Stream processing systems must support a number of different types of processing semantics due to the diverse nature of streaming applications. To process real-time data at scale, Twitter has developed and deployed its next-generation streaming engine, Heron, which provides unparalleled performance at large scale and has been successfully meeting price and performance goals for diverse streaming applications. It employs both at-least-once and at-most-once processing of data. Heron is now an open source project and has contributors from various institutions.
Drawing on their experience with Heron, Karthik Ramasamy and Sanjeev Kulkarni explore effectively once, exactly once, and other types of stateful processing techniques, explain how they are implemented in Heron, and demonstrate how your applications will benefit from using them. They also share their experience running exactly once at scale: what type of applications it benefitted the most, where it’s overkill, and the cost of running exactly once-based streaming applications.

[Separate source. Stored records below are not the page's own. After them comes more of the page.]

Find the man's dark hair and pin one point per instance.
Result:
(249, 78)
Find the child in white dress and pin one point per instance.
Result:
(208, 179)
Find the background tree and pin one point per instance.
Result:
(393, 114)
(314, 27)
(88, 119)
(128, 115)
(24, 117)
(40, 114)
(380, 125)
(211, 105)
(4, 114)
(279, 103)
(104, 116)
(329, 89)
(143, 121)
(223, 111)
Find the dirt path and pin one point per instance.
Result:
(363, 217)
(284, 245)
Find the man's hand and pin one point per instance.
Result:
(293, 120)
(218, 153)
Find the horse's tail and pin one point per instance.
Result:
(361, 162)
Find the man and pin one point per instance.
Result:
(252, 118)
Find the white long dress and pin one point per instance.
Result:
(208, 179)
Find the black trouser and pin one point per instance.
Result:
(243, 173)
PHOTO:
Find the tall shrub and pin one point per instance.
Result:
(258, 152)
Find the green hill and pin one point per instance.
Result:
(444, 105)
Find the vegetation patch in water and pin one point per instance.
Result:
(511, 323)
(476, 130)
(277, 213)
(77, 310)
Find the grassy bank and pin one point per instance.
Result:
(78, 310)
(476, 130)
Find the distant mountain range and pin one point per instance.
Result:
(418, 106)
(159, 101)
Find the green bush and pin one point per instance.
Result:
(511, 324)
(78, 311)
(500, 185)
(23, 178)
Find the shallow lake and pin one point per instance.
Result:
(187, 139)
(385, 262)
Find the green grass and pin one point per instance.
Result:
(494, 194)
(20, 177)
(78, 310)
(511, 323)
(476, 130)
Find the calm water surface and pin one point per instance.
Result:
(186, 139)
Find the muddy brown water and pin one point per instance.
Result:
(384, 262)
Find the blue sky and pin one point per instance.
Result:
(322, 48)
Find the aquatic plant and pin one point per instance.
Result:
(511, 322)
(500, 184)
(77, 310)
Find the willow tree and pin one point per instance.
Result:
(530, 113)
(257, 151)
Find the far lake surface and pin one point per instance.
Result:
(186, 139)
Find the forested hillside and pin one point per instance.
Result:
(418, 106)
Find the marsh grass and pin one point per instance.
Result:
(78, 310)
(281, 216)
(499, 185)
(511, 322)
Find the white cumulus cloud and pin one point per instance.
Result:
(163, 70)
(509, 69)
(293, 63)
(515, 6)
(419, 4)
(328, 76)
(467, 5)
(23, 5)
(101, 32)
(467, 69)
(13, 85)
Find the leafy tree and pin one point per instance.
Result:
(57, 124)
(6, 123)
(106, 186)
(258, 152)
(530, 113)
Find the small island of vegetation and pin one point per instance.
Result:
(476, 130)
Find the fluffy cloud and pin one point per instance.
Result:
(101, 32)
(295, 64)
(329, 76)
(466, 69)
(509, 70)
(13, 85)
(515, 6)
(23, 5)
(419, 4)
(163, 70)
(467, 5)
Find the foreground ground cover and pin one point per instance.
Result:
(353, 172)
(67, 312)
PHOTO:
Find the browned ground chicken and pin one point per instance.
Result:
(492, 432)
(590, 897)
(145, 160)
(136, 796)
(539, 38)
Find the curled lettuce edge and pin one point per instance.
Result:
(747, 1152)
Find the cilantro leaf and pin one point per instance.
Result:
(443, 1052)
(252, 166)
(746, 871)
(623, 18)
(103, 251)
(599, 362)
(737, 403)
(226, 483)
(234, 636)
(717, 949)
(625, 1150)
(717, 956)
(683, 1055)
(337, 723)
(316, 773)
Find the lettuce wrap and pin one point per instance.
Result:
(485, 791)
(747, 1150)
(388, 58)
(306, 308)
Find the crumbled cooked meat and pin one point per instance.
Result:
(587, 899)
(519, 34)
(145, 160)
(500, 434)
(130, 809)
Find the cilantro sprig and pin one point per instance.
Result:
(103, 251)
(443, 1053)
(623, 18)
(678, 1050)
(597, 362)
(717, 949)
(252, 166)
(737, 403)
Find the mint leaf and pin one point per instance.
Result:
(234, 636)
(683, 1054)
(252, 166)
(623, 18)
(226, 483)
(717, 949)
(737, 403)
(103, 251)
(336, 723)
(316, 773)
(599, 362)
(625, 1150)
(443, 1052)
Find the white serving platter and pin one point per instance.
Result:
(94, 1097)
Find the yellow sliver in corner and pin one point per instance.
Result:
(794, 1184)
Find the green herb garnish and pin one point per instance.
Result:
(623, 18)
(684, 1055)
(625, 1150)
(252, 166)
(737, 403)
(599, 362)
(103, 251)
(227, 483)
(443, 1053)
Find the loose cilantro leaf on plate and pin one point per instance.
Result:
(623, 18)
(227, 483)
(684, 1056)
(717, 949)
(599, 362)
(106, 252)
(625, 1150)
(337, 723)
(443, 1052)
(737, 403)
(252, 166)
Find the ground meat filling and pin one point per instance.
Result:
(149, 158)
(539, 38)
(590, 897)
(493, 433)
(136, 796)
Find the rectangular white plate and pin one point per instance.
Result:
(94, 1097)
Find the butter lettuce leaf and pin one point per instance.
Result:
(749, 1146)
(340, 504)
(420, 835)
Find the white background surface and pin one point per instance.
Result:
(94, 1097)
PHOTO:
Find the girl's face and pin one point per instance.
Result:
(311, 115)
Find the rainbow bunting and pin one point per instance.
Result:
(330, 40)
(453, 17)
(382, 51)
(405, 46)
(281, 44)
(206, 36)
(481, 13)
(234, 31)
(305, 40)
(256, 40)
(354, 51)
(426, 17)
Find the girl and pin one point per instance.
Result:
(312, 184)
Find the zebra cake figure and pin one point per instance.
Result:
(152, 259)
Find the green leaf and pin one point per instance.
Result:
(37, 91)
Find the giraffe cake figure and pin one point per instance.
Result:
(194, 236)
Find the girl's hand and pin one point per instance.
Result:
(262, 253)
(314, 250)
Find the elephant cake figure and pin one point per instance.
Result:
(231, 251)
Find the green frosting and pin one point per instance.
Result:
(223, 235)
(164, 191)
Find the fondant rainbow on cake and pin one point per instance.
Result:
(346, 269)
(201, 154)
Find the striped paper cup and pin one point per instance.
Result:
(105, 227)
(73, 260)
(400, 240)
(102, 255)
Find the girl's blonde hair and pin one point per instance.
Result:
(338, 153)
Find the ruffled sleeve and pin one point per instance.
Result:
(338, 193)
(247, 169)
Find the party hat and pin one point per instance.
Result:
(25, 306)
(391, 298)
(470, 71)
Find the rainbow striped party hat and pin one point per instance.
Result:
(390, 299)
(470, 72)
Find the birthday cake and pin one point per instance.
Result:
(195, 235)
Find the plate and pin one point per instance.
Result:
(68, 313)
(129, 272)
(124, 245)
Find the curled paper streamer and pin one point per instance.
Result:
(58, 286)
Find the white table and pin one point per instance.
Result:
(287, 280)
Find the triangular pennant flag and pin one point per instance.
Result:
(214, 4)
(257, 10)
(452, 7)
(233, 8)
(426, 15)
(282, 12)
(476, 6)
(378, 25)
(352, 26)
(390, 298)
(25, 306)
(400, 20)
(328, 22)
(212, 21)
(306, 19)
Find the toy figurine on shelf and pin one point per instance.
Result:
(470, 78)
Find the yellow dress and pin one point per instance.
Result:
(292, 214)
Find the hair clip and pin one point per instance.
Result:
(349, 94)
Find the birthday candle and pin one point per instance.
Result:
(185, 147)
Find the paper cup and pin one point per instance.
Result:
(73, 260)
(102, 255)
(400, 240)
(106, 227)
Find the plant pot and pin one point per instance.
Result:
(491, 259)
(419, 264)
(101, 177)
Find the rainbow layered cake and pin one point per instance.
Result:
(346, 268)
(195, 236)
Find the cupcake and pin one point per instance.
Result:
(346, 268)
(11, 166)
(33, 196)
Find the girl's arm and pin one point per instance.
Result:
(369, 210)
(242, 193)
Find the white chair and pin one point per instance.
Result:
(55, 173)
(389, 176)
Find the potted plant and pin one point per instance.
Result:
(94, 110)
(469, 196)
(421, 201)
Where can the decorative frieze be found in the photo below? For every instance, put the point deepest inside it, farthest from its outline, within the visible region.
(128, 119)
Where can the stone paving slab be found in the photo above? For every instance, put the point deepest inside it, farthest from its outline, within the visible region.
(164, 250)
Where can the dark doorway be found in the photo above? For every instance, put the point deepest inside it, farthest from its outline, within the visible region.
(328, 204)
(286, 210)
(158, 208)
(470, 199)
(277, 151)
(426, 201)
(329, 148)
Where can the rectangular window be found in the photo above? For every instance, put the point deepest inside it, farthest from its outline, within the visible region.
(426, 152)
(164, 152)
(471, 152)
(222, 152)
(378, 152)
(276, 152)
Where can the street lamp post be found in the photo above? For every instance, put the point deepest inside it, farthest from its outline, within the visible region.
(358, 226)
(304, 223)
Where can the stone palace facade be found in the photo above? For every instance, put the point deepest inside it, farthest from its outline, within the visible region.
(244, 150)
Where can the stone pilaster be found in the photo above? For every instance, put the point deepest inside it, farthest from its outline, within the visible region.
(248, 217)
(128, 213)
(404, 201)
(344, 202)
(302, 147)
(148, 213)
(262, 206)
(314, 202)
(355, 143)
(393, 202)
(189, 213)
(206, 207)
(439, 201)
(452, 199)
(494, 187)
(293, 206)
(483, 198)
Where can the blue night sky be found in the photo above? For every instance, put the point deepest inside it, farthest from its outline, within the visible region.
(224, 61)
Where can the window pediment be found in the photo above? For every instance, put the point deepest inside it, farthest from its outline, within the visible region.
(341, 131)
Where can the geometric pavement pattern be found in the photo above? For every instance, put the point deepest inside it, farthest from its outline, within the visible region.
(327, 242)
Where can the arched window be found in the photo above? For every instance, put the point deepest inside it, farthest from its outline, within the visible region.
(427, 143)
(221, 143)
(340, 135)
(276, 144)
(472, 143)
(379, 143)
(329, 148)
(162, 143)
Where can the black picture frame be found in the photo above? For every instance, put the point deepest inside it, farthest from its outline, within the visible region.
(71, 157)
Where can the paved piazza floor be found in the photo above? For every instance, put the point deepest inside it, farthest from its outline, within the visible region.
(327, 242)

Karthik Ramasamy is the cofounder of Streamlio, a company building next-generation real-time processing engines. Karthik has more than two decades of experience working in parallel databases, big data infrastructure, and networking. Previously, he was engineering manager and technical lead for real-time analytics at Twitter, where he was the cocreator of Heron; cofounded Locomatix, a company that specialized in real-time stream processing on Hadoop and Cassandra using SQL (acquired by Twitter); briefly worked on parallel query scheduling at Greenplum (acquired by EMC for more than $300M); and designed and delivered platforms, protocols, databases, and high-availability solutions for network routers at Juniper Networks. He is the author of several patents, publications, and one best-selling book, Network Routing: Algorithms, Protocols, and Architectures. Karthik holds a PhD in computer science from the University of Wisconsin–Madison with a focus on databases, where he worked extensively in parallel database systems, query processing, scale-out technologies, storage engines, and online analytical systems. Several of these research projects were spun out as a company later acquired by Teradata.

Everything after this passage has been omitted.